FINRA alerts member firms to a rising trend in the fraudulent transfer of customer accounts through the Automated Customer Account Transfer Service (ACATS), an automated system administered by the National Securities Clearing Corporation (NSCC), that facilitates the transfer of customer account assets from one firm to another. 
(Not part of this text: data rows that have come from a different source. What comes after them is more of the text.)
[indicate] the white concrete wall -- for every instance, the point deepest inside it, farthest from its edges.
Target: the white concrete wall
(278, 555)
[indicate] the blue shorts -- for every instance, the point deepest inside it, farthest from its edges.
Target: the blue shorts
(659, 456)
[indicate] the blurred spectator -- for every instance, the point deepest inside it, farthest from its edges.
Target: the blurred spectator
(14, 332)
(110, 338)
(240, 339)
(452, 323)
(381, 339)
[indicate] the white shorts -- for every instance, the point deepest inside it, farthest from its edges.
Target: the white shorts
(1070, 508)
As more fully explained in part on Page 3 of the Notice [Ed: footnotes omitted]:

ACATS fraud is related to the growing threat of new accounts being opened online or through mobile applications using stolen or synthetic identities. In connection with the COVID-19 pandemic, FINRA previously advised member firms that bad actors may be "targeting firms offering online account opening services and perhaps especially, firms that recently started offering such services" by using stolen or synthetic identities to establish new accounts at member firms as a way to "divert congressional stimulus funds, unemployment payments or to engage in automated clearing house (ACH) fraud." Similarly, with ACATS fraud, bad actors may be taking advantage of the efficiencies of the account transfer process offered through ACATS to fraudulently transfer assets out of an existing account of a legitimate customer whose identity is stolen to a new account the bad actor established at another broker-dealer using the stolen identity.